Eine neue Entwicklung im Werk sei der Fokus auf die psychische Gesundheit. Mentale Gesundheit am Arbeitsplatz schreibe man groß, so Baumeister. Hinter ihm ist ein Plakat zu sehen. »Der größte Feind der Qualität ist die Eile« ist darauf zu lesen. Außerdem sieht man das Gesicht des Zitatgebers Henry Ford.
In den Produktionshallen habe man viele Defibrillatoren, Augenduschen und Verbandskästen aufgestellt. Es gebe auch ein Ersthelfer-Konzept. Überall leuchten Bildschirme: Sie informieren über den angemessenen Schutz der Hände während der Arbeit oder über aktuelle Baustellen in den Hallen, die Einfluss auf die Produktionsprozesse nehmen.
Das Dahlewitzer Werk sei laut Baumeister eine beliebte Ausbildungsstätte. So kämen auf 14 Ausbildungsstellen pro Jahr 100 Bewerbungen. Von den 14 Auszubildenden seien zwei bis drei weiblich. Alle würden übernommen. Ein Manko sei jedoch die Anbindung an den öffentlichen Nahverkehr: Die Werkstore erreicht man nur mit dem Bus.
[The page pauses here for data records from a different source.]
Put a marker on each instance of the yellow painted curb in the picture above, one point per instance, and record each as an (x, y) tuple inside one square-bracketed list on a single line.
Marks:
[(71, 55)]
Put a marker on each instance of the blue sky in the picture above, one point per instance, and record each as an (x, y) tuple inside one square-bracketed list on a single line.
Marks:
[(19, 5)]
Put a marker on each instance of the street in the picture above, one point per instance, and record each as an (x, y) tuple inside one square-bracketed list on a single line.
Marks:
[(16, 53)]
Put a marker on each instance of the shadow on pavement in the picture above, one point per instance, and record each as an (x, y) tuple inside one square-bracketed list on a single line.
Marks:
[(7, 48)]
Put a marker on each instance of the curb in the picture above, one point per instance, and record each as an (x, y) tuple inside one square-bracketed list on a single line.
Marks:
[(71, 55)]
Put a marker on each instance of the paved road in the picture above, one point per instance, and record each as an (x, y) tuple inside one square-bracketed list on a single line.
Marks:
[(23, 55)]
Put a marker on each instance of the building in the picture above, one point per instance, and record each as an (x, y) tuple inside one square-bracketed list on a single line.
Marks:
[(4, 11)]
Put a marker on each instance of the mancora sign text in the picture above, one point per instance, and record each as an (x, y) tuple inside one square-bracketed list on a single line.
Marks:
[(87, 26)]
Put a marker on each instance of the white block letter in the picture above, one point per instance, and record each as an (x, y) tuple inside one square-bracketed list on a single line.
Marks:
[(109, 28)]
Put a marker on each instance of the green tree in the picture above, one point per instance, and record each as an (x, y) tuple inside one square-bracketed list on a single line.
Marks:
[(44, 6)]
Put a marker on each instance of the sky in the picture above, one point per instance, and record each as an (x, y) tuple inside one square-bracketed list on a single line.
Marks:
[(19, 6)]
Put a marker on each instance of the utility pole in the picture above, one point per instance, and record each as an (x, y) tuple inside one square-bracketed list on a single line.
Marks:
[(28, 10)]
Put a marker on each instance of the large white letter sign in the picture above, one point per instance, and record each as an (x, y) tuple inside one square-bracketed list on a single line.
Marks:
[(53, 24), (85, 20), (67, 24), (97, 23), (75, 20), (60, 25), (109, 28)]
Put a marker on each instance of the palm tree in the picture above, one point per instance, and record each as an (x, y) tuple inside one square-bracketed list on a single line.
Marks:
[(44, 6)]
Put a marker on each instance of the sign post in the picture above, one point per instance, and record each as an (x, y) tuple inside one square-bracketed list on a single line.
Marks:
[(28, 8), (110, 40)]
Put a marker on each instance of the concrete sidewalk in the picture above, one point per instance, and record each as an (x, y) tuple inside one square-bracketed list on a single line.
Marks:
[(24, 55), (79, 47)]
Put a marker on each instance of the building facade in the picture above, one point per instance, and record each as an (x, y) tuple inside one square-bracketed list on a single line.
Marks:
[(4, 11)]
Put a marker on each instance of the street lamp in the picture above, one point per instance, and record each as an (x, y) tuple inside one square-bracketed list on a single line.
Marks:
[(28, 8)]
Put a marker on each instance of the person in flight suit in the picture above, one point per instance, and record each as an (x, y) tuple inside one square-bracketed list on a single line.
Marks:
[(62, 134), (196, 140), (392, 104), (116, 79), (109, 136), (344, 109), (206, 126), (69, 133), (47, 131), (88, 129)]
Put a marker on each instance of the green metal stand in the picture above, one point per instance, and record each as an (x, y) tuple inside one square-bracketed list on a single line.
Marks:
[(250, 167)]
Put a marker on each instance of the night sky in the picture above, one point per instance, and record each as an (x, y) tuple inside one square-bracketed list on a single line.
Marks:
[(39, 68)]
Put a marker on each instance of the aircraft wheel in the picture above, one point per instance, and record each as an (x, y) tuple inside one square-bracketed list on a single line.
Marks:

Im Brandenburger Dahlewitz werden die Triebwerke (noch) ausschließlich für zivile Zwecke produziert – für Privat- und Geschäftsflugzeuge. Wobei die Grenzen fließend sind: Einige der in Brandenburg produzierten Triebwerke landen in den Maschinen der Flugbereitschaft des Bundesministeriums für Verteidigung, wie der Pressesprecher von Rolls Royce Stefan Wriege »nd« erklärt. Demnach produziere das Unternehmen weltweit zu 50 Prozent für zivile Zwecke und zu 25 Prozent für militärische Zwecke. Der Rest entfalle auf sogenannte Power Systems für Geräte verschiedenster Art. »In Zukunft werden kleine Atomkraftwerke in Frankreich, Tschechien und Großbritannien eine Rolle spielen«, sagt Wriege.
Kunden der brandenburgischen Produktion seien etwa Flugzeuggesellschaften aus den USA und Frankreich. Von den US-Zöllen sei man laut Dahlewitzer Vizepräsident der Business Aviation Operations Jens Baumeister nicht betroffen, da die Zölle die Luftfahrtteile grundsätzlich nicht betreffen.